There's a Girl in My Hammerlock
- Author: Jerry Spinelli
- Language: English
- Genre: Young Adult Literature
- Publisher: Simon & Schuster
- Publication date: 1991
- Media type: Paperback
- Pages: 199 pp
- ISBN: 0-671-74684-7
- OCLC: 23176942
- LC Class: PZ7.S75663 Th 1991

= There's a Girl in My Hammerlock =

1991 book by Jerry Spinelli

There's a Girl in My Hammerlock is a 1991 young adult novel by Jerry Spinelli.

==Plot==
Maisie Potter tries out for the wrestling team in her junior high to get close to a boy she likes, but she soon finds out that what she really loves is the sport of wrestling.

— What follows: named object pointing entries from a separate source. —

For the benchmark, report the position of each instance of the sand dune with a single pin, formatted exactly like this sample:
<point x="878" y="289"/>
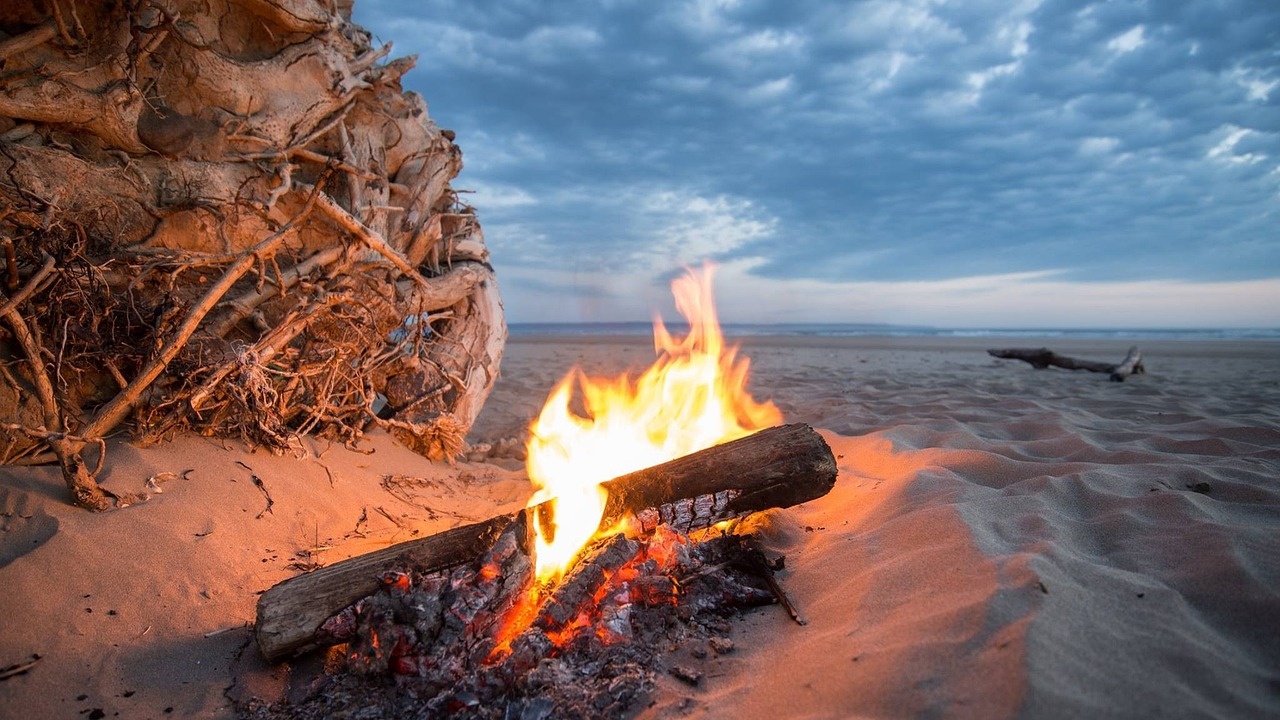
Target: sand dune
<point x="1002" y="542"/>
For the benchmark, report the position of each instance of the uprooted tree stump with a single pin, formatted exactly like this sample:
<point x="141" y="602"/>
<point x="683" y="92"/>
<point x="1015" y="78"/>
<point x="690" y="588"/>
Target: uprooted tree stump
<point x="775" y="468"/>
<point x="227" y="215"/>
<point x="1042" y="358"/>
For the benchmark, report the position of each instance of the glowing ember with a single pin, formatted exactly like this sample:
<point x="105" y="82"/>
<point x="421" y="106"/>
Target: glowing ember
<point x="691" y="397"/>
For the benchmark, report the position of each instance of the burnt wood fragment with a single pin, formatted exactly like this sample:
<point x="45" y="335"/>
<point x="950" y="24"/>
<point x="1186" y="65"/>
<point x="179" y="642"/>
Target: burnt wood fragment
<point x="775" y="468"/>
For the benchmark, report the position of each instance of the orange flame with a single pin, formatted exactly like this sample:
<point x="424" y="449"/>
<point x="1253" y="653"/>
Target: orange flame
<point x="691" y="397"/>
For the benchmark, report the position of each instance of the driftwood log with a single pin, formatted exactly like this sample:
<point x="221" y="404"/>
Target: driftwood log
<point x="775" y="468"/>
<point x="1041" y="358"/>
<point x="227" y="215"/>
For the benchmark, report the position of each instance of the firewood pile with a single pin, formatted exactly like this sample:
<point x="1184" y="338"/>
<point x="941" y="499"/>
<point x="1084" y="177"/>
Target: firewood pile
<point x="460" y="625"/>
<point x="432" y="645"/>
<point x="227" y="215"/>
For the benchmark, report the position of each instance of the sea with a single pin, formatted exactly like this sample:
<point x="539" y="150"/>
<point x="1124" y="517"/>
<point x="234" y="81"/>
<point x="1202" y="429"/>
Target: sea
<point x="865" y="329"/>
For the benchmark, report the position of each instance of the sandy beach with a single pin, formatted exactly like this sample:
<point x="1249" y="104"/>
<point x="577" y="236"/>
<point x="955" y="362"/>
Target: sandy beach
<point x="1001" y="542"/>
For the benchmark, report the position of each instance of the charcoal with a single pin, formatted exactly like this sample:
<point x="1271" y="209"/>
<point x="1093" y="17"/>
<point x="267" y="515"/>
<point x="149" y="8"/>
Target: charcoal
<point x="424" y="646"/>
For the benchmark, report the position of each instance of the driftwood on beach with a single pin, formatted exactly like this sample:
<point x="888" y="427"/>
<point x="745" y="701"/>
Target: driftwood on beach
<point x="227" y="215"/>
<point x="1041" y="358"/>
<point x="775" y="468"/>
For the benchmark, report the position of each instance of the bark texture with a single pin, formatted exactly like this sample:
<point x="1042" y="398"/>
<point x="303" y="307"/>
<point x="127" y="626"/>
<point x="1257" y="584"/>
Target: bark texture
<point x="1042" y="358"/>
<point x="228" y="215"/>
<point x="775" y="468"/>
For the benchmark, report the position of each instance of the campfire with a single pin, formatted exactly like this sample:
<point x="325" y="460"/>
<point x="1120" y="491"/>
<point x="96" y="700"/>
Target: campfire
<point x="626" y="551"/>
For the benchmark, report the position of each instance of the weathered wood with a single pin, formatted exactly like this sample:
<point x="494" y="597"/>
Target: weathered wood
<point x="1041" y="358"/>
<point x="775" y="468"/>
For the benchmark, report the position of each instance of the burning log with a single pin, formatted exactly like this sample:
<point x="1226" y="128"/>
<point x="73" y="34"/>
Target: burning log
<point x="775" y="468"/>
<point x="1041" y="358"/>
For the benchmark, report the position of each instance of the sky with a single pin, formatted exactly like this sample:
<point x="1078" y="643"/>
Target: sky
<point x="969" y="163"/>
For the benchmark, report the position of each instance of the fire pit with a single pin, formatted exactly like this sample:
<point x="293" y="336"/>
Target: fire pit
<point x="572" y="606"/>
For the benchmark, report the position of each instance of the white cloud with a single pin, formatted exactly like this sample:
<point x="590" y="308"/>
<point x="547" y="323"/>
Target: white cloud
<point x="892" y="23"/>
<point x="1128" y="41"/>
<point x="689" y="228"/>
<point x="1014" y="300"/>
<point x="1098" y="145"/>
<point x="1256" y="87"/>
<point x="690" y="85"/>
<point x="498" y="196"/>
<point x="1005" y="300"/>
<point x="1225" y="149"/>
<point x="704" y="18"/>
<point x="764" y="46"/>
<point x="549" y="42"/>
<point x="769" y="90"/>
<point x="873" y="72"/>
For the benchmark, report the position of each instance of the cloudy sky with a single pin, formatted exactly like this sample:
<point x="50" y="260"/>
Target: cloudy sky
<point x="968" y="163"/>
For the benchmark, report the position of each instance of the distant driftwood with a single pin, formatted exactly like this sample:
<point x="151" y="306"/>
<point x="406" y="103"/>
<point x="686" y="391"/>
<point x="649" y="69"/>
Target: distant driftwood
<point x="1042" y="358"/>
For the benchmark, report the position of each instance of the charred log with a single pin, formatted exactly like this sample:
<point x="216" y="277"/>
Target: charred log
<point x="1042" y="358"/>
<point x="228" y="215"/>
<point x="594" y="650"/>
<point x="775" y="468"/>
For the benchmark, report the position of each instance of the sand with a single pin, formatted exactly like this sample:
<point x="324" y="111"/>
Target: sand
<point x="1001" y="542"/>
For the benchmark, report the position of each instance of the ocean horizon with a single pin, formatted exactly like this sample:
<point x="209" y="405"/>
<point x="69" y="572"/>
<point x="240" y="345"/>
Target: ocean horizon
<point x="872" y="329"/>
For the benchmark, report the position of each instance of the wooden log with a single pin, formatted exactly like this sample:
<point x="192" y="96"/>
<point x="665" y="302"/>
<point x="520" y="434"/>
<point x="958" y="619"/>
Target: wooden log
<point x="775" y="468"/>
<point x="1041" y="358"/>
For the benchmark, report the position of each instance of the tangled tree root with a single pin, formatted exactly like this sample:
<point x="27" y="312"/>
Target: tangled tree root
<point x="225" y="215"/>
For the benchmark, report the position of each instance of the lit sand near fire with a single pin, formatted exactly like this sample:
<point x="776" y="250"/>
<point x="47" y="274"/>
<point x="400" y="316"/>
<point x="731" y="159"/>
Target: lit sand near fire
<point x="1001" y="542"/>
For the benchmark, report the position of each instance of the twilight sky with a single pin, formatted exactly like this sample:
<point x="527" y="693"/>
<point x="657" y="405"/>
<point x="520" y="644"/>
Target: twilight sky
<point x="977" y="163"/>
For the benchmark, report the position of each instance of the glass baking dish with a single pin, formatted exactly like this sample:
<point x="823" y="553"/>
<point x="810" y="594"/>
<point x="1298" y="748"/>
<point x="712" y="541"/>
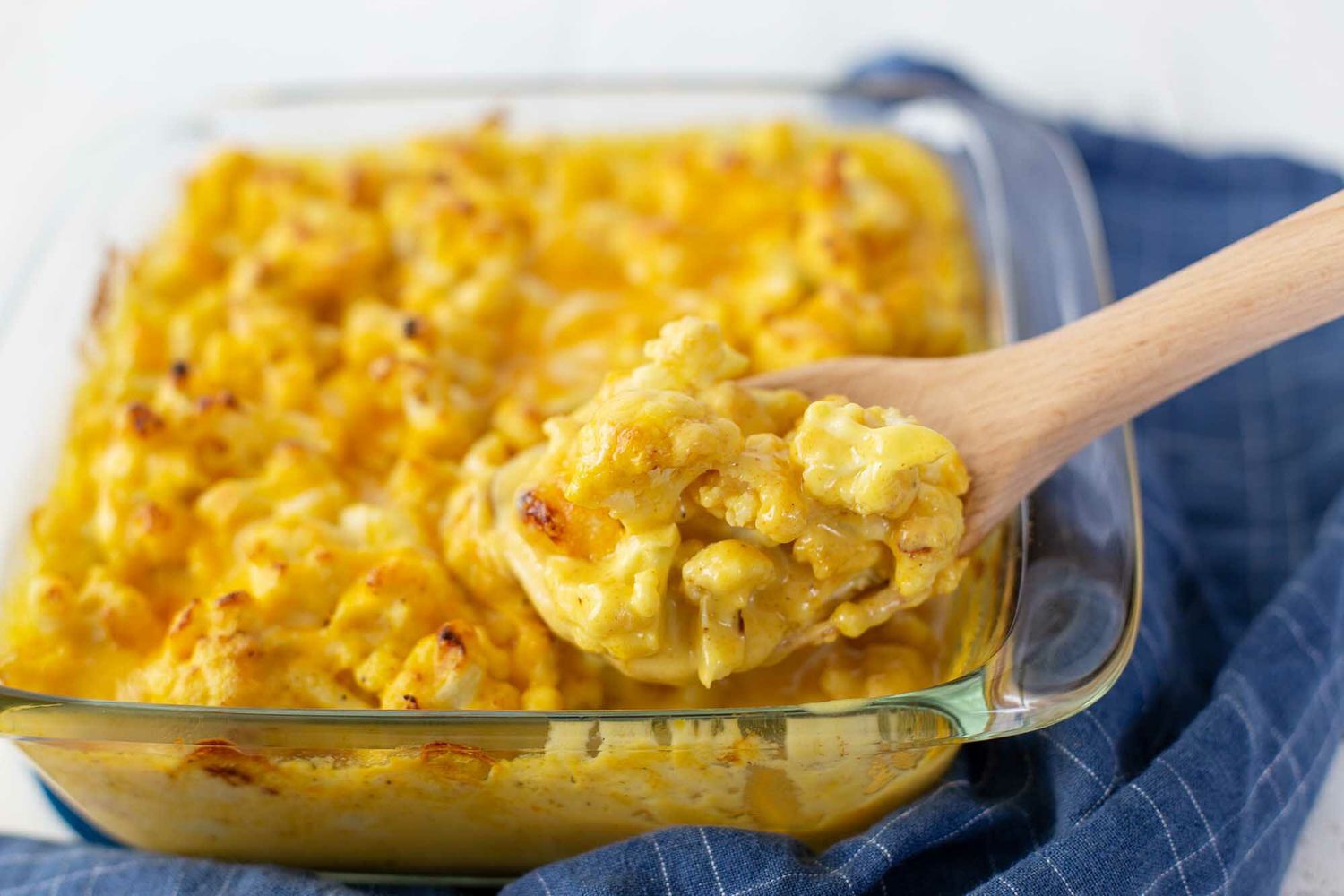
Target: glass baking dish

Maisie initially wants to be on the cheerleading squad, but she did not make the cut during tryouts. She is infatuated with a boy at her school, Eric Delong, and will do anything to be near him. Because he tries out for the wrestling team, Maisie decides to try out too. She makes the team but discovers that wrestling is a lot harder than she initially thought. She wins some of her matches but most of her opponents forfeit because they don't think it's right for a girl to wrestle a boy. She has to decide if she should do things that other people want her to do or things that she truly wants to do and is good at.